Transfer of ownership of a property represents ‘a Gift’. Where the sender voluntarily put forwarded into effect such transfer without any kind of compensation or consideration in pecuniary value. Gift can be in the form of movable as well as immovable property. The parties may be two living persons or the transfer may take place only after the death of the transferor.

When the transfer takes place between two living people it is called inter vivos. When it takes place after the death of the transferor it is known as testamentary. The Transfer of Property Act does not define the term testamentary. But the Act defines the term inter Vivos under section 5 of the Transfer of property act, which talks about “transfer of property “.

Section 122

Section 122 of the Act defines a gift as the transfer of an existing moveable or immovable property. The transfers come out voluntarily and without deliberation. The person who transfers the property (transferor) is to be termed as the donor and the person who receives the property (transferee) is to be termed as the donee. The gift is complete when donee accepts it. This Section defines a gift as an indefensible transfer of ownership in some property that already exists.



The donor should be a competent person, i.e., he must have the capability and the right to make the gift. In other words, we can say that the donor must attain the age of majority and must be of sound mind. Juristic persons are also competent to make gifts such as Registered societies, firms, and institutions.  will be treated as void if it is made by a minor or insane person. Other than the capacity, the donor must also have the right to make a gift. The right of the donor can be determined by his ownership rights over the property at the time of making the transfer because a gift means the transfer of the ownership.


There is no need for the donee to be competent to contract. He may be any person in existence at the date of making the gift. A gift will be termed to be valid no matter it is made to an insane person, or a minor, or even to a child existing in the mother’s womb subject to its lawful acceptance by a competent person on his/her behalf.

Juristic persons such as firms, institutions, or companies are deemed as competent donee and gift made to them are valid. The only point to be kept in mind is that the donee must be an ascertainable person. The ascertainable donee maybe two or more than two persons. The gift will be termed to be void if it is made to the general public.

Essential elements for gift:

  1. Transfer of ownership
  2. Existing property
  3. Transfer without consideration
  4. Voluntary transfer with free consent
  5. Acceptance of the gift

1.     Transfer of ownership:

Transfer of absolute interests indicates the transfer of all the rights and liabilities in terms of the property. To make it affect full, the donor must have the right to ownership over the said property. Nothing less than ownership may be transferred by way of gift, subject to certain conditions.

2.     Existing property

The property, which is the subject matter of the gift may be of any kind, movable, immovable, tangible, or intangible, but it must be in existence at the time of making a gift, and it must be transferable within the meaning of Section 5 of the Transfer of Property Act.
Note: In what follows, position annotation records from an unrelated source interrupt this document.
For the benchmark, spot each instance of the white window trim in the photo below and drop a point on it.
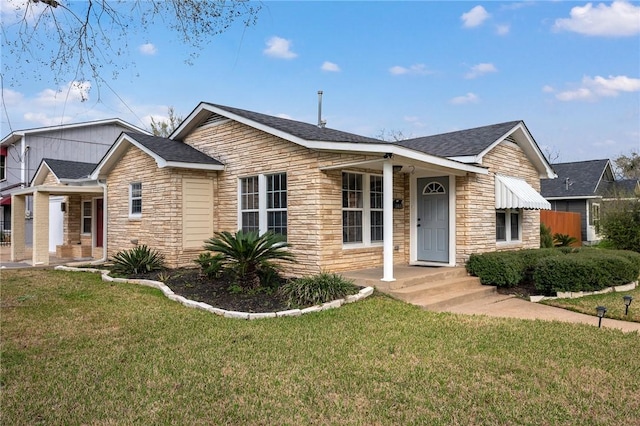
(84, 231)
(263, 225)
(507, 224)
(134, 215)
(366, 212)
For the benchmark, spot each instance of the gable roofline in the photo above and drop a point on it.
(314, 137)
(50, 165)
(19, 134)
(198, 160)
(527, 143)
(577, 179)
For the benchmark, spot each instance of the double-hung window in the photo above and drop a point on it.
(135, 199)
(86, 217)
(263, 203)
(362, 208)
(508, 225)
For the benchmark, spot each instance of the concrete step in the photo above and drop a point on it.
(409, 294)
(428, 275)
(442, 301)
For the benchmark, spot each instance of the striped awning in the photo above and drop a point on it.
(516, 193)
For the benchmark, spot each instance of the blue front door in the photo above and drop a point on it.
(433, 219)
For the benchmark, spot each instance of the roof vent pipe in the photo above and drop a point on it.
(321, 123)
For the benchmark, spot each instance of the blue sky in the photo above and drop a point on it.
(570, 70)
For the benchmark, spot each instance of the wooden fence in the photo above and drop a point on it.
(563, 223)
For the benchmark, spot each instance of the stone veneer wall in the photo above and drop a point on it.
(475, 204)
(160, 225)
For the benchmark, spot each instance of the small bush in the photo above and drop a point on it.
(503, 269)
(316, 289)
(211, 266)
(546, 238)
(587, 270)
(138, 260)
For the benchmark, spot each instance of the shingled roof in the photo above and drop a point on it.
(64, 169)
(583, 179)
(306, 131)
(172, 150)
(461, 143)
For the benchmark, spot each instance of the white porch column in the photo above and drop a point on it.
(18, 205)
(387, 205)
(40, 228)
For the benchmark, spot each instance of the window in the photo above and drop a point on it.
(263, 203)
(250, 204)
(508, 225)
(362, 208)
(86, 217)
(135, 199)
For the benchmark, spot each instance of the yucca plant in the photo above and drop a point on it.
(246, 254)
(316, 289)
(138, 260)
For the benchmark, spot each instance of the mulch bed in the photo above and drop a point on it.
(193, 285)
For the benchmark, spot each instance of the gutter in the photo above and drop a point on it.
(105, 224)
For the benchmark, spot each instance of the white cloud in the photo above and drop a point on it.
(618, 19)
(469, 98)
(148, 49)
(503, 29)
(598, 87)
(481, 69)
(417, 69)
(330, 66)
(11, 97)
(474, 17)
(415, 121)
(278, 47)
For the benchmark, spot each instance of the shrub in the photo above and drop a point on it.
(211, 265)
(247, 255)
(620, 224)
(138, 260)
(503, 269)
(546, 238)
(563, 240)
(316, 289)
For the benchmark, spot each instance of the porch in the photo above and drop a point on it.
(431, 288)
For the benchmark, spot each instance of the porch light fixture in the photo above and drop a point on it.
(627, 302)
(600, 311)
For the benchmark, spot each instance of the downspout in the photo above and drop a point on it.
(387, 218)
(105, 224)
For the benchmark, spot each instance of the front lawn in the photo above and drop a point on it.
(76, 350)
(612, 301)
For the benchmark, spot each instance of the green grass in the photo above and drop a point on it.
(76, 350)
(613, 302)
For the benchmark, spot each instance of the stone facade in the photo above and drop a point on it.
(475, 204)
(314, 200)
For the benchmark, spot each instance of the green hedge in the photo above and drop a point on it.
(584, 271)
(553, 270)
(504, 269)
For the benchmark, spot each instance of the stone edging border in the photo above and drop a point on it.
(365, 292)
(577, 294)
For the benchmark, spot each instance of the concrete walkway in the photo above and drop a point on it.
(494, 306)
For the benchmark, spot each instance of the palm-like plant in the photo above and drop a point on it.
(245, 254)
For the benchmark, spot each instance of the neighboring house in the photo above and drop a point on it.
(22, 151)
(343, 201)
(581, 187)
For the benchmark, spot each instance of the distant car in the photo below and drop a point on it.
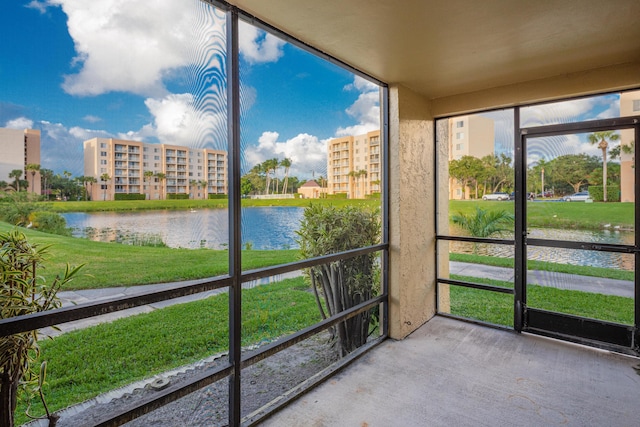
(530, 196)
(496, 196)
(577, 197)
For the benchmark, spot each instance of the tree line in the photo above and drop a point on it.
(263, 178)
(564, 174)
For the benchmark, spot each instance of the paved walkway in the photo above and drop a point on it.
(565, 281)
(545, 278)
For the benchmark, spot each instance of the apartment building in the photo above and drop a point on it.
(155, 170)
(18, 148)
(353, 165)
(469, 136)
(629, 106)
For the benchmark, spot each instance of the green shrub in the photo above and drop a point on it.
(24, 291)
(129, 196)
(177, 196)
(346, 283)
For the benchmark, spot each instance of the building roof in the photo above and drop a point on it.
(310, 183)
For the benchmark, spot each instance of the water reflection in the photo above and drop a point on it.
(270, 227)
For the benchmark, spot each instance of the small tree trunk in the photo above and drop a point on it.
(8, 399)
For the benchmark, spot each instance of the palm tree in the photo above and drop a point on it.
(16, 174)
(192, 185)
(483, 223)
(104, 177)
(205, 187)
(47, 176)
(601, 138)
(161, 177)
(286, 164)
(268, 166)
(89, 180)
(33, 167)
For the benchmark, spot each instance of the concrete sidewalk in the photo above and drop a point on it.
(452, 373)
(565, 281)
(544, 278)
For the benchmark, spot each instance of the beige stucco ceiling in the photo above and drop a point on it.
(443, 48)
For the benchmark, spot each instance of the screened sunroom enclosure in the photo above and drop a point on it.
(534, 234)
(212, 104)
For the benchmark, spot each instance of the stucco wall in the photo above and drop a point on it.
(411, 212)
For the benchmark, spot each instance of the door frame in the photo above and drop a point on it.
(622, 338)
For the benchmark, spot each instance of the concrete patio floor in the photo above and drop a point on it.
(453, 373)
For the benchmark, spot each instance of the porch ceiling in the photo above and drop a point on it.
(443, 48)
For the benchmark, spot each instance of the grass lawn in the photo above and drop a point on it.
(113, 264)
(553, 214)
(497, 308)
(85, 363)
(134, 205)
(609, 273)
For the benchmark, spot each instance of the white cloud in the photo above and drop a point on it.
(361, 85)
(365, 110)
(308, 154)
(91, 119)
(62, 148)
(258, 46)
(37, 5)
(178, 121)
(569, 111)
(125, 46)
(19, 123)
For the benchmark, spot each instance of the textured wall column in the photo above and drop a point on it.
(411, 212)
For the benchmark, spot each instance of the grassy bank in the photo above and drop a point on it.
(139, 205)
(497, 308)
(550, 214)
(85, 363)
(553, 214)
(113, 264)
(580, 270)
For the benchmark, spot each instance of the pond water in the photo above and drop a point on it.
(271, 227)
(275, 228)
(560, 255)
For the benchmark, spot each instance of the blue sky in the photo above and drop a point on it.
(150, 71)
(548, 148)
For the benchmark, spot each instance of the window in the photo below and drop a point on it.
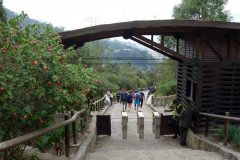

A gift of any kind of future property is deemed void. And the gift of spessuccessionis (expectation of succession) or mere chance of inheriting property or mere right to sue is also void.

3.     Transfer without consideration

A gift must be gratuitous, i.e., the ownership must be transferred without any consideration. Consideration, for the purpose of the gift, will have the same meaning as prescribed under Section 2(d) of the Indian Contract Act. The consideration is monetary in nature. Mutual affection and love are not monetary considerations and thus, property transferred in consideration of affection and love is a transfer without consideration and hence termed to be a gift. A property transferred in consideration of donee undertaking the liability of the donor is not gratuitous, hence, it is not a gift because liabilities include monetary obligations.

4.     Voluntary transfer with free consent

The donor must make the gift in the exercise of his own free will and free consent. Free consent is when the donor has the complete freedom to make the gift without any force, fraud coercion, and undue influence. The burden of proof lies on the donee.

5.     Acceptance of the gift

The donee must accept the gift. The donee may reject the gift by his choice. Acceptance of the gift may be either express or implied. Implied acceptance may be detected by the conduct of the donee and the circumstances. When the donee comes in the possession of the property, then it will be treated as the acceptance of the gift.

Where the donee is minor or insane, the gift can be accepted by a guardian or parent on behalf of their child. In such a case, the minor, on attaining majority, may reject the gift.

In terms of a juristic person, competent authority represent the legal person. Where the gift is made to a deity, it may be accepted by its agent, i.e., the priest or manager of the temple.


Hence, to originate a transfer as a gift it must accompany by the provisions of the Transfer of Property Act. The donor must be competent to make such a transfer but the donee may be any person.

The acceptance that comes after the death or incompetence of the donor is no acceptance. If the donee accepts the gift during the life of the donor but the donor dies before the registration and other formalities, the gift is deemed to have been accepted and the gift is valid.